The rationale behind tying reimbursements to patient satisfaction is simple: healthcare is, after all, a service, and providers and hospitals should be rewarded for providing excellent service to consumers, in this case, patients.
Focusing in on the portion of the survey which assesses communication, there is a broad body of research demonstrating a connection between good communication, especially between patients and physicians, and better health outcomes. These include fewer adverse events within the hospital setting, such as medication errors and errors of medical care (for example, having an unnecessary procedure done). In the outpatient arena, better communication between doctors and patients is also linked to higher rates of medical adherence, which in turn leads to better outcomes, fewer hospitalizations, and lower costs overall.
But is tying reimbursements to this kind of a survey really the best way to go about improving communication between physicians and patients? And are patients the most reliable in determining the quality of this communication?
A fascinating study by Dr. Janet Weeks of the Dana Farber Cancer Institute and colleagues, published in the New England Journal of Medicine in July 2012, demonstrated that some patients have a tendency to conflate the message with the messenger (as many of us do). The researchers interviewed almost 1,200 patients with advanced, incurable, cancer and asked them about their expectations from chemotherapy. Those patients who characterized the communication between themselves and their physicians as “very favorable” were more likely to believe that they could be cured by the chemotherapy than those who did not. (Our Kevin Charles Redmon wrote more about Weeks’ study here.)
This is concerning, because it indicates that being firmer with patients about following best practices and not pursuing unrealistic treatments, or tests that are not cost-effective such as MRI scans for lower back pain (avoiding unnecessary imaging studies in patients with lower back pain could save as much as $300 million annually), could actually result in lower patient satisfaction scores, and thereby to reduced payment for services rendered.
Quality improvement in healthcare is important, as are the savings which would presumably follow. Improvement in physician-patient communication is a central part of that, especially surrounding discharge instructions, where studies have shown significant gaps between patient comprehension of physicians’ discharge instructions and what the patients themselves understood. With almost one-fifth of Medicare patients being re-admitted to the hospital within 30 days of discharge, costing an estimated $17.4 billion annually, this is clearly an area which needs a lot of work.

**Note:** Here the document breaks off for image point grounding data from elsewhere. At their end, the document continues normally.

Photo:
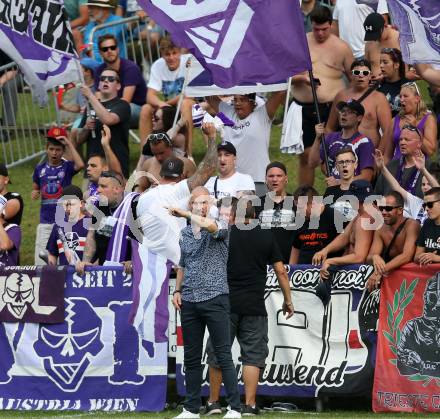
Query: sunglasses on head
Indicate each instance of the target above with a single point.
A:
(157, 138)
(387, 208)
(111, 79)
(111, 48)
(359, 72)
(429, 204)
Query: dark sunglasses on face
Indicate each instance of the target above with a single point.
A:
(111, 47)
(387, 208)
(111, 79)
(359, 72)
(429, 204)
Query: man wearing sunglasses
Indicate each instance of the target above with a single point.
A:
(109, 110)
(428, 242)
(161, 147)
(377, 108)
(394, 244)
(133, 88)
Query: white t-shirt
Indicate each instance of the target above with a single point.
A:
(251, 137)
(230, 186)
(350, 16)
(164, 80)
(413, 208)
(160, 229)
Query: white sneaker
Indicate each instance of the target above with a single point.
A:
(232, 414)
(188, 415)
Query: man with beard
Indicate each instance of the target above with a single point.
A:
(331, 58)
(393, 243)
(351, 115)
(377, 109)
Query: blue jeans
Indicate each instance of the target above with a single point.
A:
(213, 314)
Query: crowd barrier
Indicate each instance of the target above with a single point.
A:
(23, 124)
(95, 360)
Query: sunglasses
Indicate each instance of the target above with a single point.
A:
(429, 204)
(412, 84)
(359, 72)
(157, 138)
(112, 175)
(111, 79)
(111, 48)
(387, 208)
(413, 129)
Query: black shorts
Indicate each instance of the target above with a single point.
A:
(310, 120)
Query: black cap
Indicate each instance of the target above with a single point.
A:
(373, 25)
(352, 104)
(72, 190)
(361, 189)
(227, 146)
(172, 167)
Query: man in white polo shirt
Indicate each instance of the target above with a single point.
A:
(229, 182)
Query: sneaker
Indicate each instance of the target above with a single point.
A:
(247, 410)
(187, 415)
(213, 408)
(232, 414)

Improving communication between physicians and patients at the time of discharge might be accomplished by training physicians and other healthcare providers in better communication skills, perhaps in workshops that utilize simulated patient encounters, in which the participants are observed by and receive real-time feedback from trained facilitators.

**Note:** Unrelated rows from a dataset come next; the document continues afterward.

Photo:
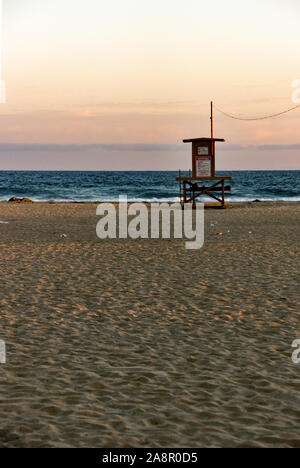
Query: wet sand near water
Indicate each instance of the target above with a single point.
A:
(141, 343)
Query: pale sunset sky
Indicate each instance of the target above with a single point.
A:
(117, 85)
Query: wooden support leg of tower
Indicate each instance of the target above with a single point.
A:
(223, 193)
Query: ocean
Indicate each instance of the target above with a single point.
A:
(140, 186)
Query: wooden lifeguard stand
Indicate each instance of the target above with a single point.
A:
(203, 180)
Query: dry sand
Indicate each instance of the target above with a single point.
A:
(124, 343)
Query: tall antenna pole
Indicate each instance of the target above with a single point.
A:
(2, 84)
(212, 118)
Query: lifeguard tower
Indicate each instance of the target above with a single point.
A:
(202, 180)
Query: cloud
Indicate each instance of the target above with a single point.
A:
(291, 147)
(139, 147)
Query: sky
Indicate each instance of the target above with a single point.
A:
(117, 85)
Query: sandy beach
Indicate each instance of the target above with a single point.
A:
(141, 343)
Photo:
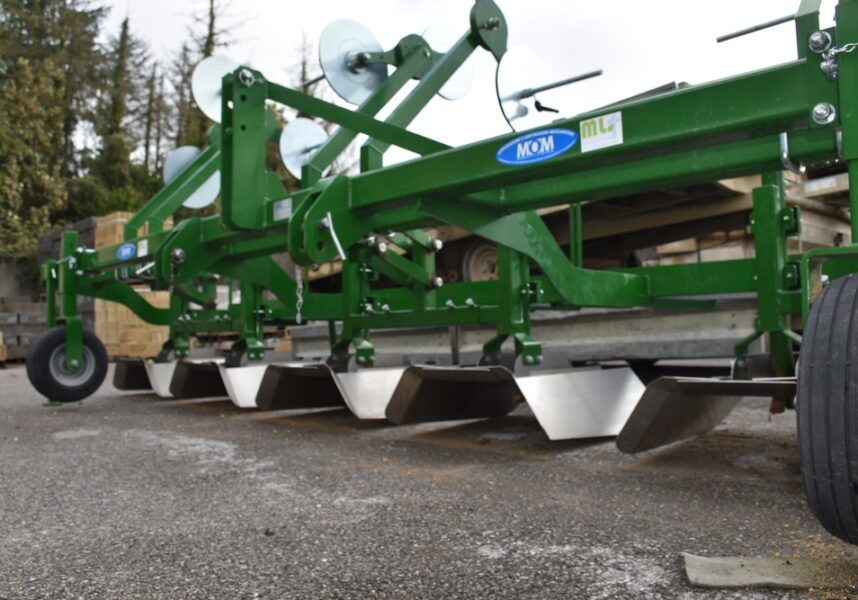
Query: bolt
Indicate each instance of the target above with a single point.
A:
(246, 77)
(830, 68)
(819, 41)
(824, 113)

This is likely to prove more effective, and more long-lasting, than merely determining the quality of communication through arbitrary assessments made by patients that may not accurately reflect the true measure of physician-patient communication as is hoped for. Providing financial incentives to create (and sustain) such workshops will almost certainly prove to be cost-effective if, as anticipated, bounce-back hospitalization rates decline as a result. This is certainly something which can be measured.
In my own practice I care for lots of asthmatic children, many of whom are referred to see me following an acute hospitalization. I am often struck by the gaps between the discharge instructions pertaining to when and how medications should be taken as they appear in the patient’s discharge summary (which may have been issued at any one of the 20-plus hospitals in the area), and what the child is actually being given. Despite good intentions on the part of the child’s parents and the discharging physician there were still misunderstandings which, had they not been identified sooner, would likely have resulted in a readmission later. This is an area which certainly needs to be addressed, but constructively, rather than punitively, as seems to be the choice that has been made.